I took a few steps, and looked back to where I thought I had seen the movement a moment before. I froze in my tracks as I saw it coming toward me.
Not again, I thought. Not now! Coming back here was supposed to help.
The pale apparition stopped approaching me and began to float down the hill toward the town. It paused, turning back, and waved a ghostly hand as if beckoning me to follow it. The figure was tall, wearing a dark colored coat and a wide-brimmed hat. There was something draped across its body from shoulder to hip.
I took a few more steps forward and the specter began to move away from me again and I realized it was moving toward the old fort, an abandoned historical structure on the edge of town.
I took another step, then caught myself, and stopped.
What are you doing, Emma? You’re supposed to be here to relax…recuperate. You know perfectly well this is a side effect of the accident.
My doctor back in the city, Dr. Jenson, had told me that the apparitions were simply a misfiring of the electrical impulses in my brain – a byproduct of the injury I had sustained a couple of months before when my head hit the hood of a taxi that had struck me at a crosswalk. “Ignore the visions,” the doctor had said. “Get some peace and quiet and they’ll disappear in time.”
I shook my head now, hoping the image would disappear from my sight. It didn’t. Still, I was tired, and the mud in my clothes and hair was starting to dry and crust over. I needed sleep. I needed rest. So, I turned away from the figure and walked back up to the house.

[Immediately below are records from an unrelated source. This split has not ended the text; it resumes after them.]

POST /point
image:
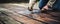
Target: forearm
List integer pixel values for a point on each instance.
(51, 2)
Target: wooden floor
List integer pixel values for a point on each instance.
(11, 15)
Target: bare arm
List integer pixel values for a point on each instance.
(51, 2)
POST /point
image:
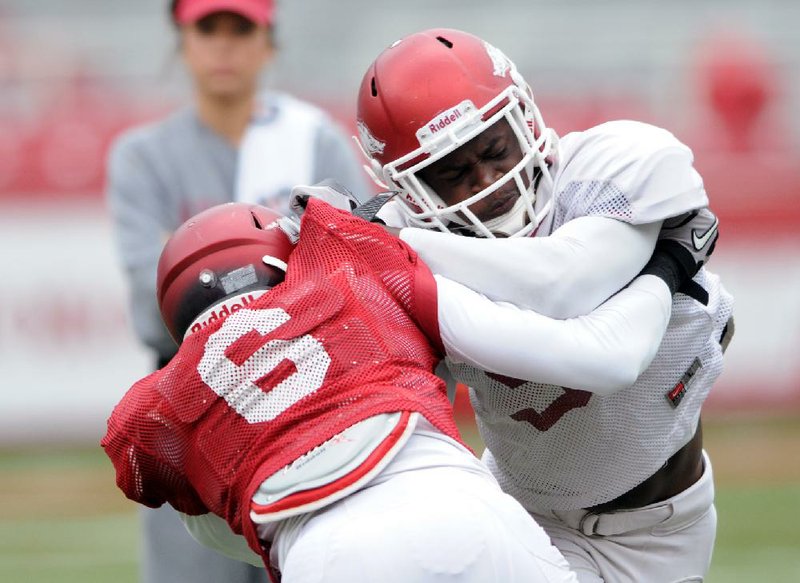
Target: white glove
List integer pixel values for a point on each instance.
(290, 227)
(328, 190)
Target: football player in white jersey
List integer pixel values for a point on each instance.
(614, 471)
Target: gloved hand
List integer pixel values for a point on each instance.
(684, 245)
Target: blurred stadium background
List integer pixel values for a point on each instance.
(722, 75)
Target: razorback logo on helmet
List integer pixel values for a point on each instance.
(222, 310)
(370, 143)
(444, 119)
(500, 63)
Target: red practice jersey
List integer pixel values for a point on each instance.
(351, 333)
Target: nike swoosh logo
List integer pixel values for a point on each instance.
(700, 242)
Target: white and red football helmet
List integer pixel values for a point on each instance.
(432, 92)
(221, 258)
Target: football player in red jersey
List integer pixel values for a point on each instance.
(616, 474)
(301, 411)
(310, 412)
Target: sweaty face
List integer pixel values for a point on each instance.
(225, 54)
(474, 167)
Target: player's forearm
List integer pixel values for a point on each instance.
(562, 276)
(602, 352)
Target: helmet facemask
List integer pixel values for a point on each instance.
(425, 209)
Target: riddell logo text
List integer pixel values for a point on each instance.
(444, 121)
(224, 310)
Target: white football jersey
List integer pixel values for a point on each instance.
(562, 448)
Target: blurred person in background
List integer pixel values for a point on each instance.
(161, 174)
(490, 197)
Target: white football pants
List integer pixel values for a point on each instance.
(434, 514)
(665, 542)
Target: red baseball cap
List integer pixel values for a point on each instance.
(258, 11)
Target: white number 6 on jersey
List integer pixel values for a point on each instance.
(236, 382)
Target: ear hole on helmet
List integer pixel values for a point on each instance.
(256, 221)
(445, 42)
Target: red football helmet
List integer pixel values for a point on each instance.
(223, 257)
(432, 92)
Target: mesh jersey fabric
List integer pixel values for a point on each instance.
(339, 341)
(561, 448)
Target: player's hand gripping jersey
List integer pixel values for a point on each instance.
(618, 439)
(338, 342)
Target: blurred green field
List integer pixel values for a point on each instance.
(62, 519)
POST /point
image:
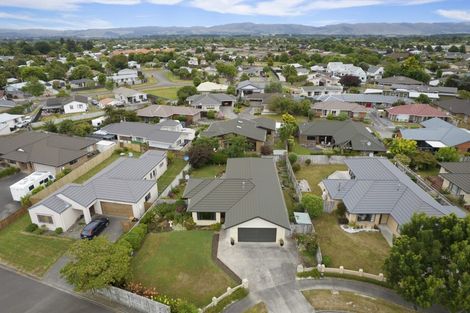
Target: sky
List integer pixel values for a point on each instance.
(84, 14)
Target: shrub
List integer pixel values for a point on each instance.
(31, 227)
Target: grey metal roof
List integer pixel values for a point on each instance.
(436, 129)
(250, 189)
(380, 187)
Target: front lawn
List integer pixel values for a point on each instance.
(314, 174)
(27, 252)
(366, 250)
(345, 301)
(173, 169)
(179, 264)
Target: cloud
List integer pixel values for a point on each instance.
(460, 15)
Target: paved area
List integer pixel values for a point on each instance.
(270, 270)
(7, 205)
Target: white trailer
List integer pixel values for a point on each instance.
(26, 185)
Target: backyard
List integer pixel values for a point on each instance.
(344, 301)
(366, 250)
(314, 174)
(179, 264)
(28, 252)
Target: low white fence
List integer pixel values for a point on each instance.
(133, 300)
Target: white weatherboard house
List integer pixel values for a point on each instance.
(121, 189)
(247, 200)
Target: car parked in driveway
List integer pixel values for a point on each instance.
(94, 228)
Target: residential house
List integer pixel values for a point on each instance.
(456, 179)
(126, 189)
(348, 135)
(255, 131)
(129, 96)
(211, 101)
(335, 108)
(248, 201)
(172, 112)
(414, 113)
(438, 134)
(49, 152)
(378, 194)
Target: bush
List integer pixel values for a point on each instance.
(31, 227)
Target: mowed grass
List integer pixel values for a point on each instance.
(314, 174)
(165, 92)
(366, 250)
(27, 252)
(173, 169)
(179, 264)
(346, 301)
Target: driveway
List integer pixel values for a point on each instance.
(270, 270)
(7, 205)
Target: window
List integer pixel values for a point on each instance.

At the side of the house, I found the cistern – the old hand pump for pulling water from the spring system that ran underneath our family farm. I pulled the upside-down red metal bucket from the top, and placed it on the paving stone under the mouth of the pump. I labored to pull the pump handle up and back down. It took three pumps before water came pouring out through the spout.
Yes! I’ve still got it!
I filled the bucket, braced myself, and dumped it over my head. I repeated the process three times, grateful no one could see me looking like a drowned rat.
I wrung out the polyester nightgown as best I could, and stepped carefully through the back door into what could, generously, be called the kitchen.
There, on the small table was a clean towel and a fresh nightgown. I peeled the still damp nightgown off and placed it in the sink, quickly grabbing the towel to dry myself off. I dragged the dry nightdress over my head, and wrapped my hair in the towel before going up to bed.
I spread the towel across the pillow, and laid my wet head down on it. The dampness of my hair and the towel cooled me down a little. As my eyes grew heavy from exhaustion, I briefly saw the apparition again in my mind.
Electrical impulses. A side effect. Nothing more.
I closed my eyes and my exhausted thoughts finally stopped churning, allowing me to find sleep.
Chapter 2
A sound roused me from sleep with a jolt, and I gulped in a lungful of warm air. I started to turn back over to go to sleep again when nature’s snooze button sounded.
Stupid rooster!
With my face still buried in the pillow, I grazed my fingertips along the bare boards of the attic floor near the cot, looking for my phone. My hand finally hit the thin glass and metal form, and I picked it up, cracking one eye open to look at the time. Five-thirty-two.
I heard activity downstairs and knew Grandma and Grandpa were up, and probably had been for ages by now. I swung my feet around off the side of the cot and found the leather deck shoes I wore in from the airport the night before. I grabbed my phone, and headed downstairs.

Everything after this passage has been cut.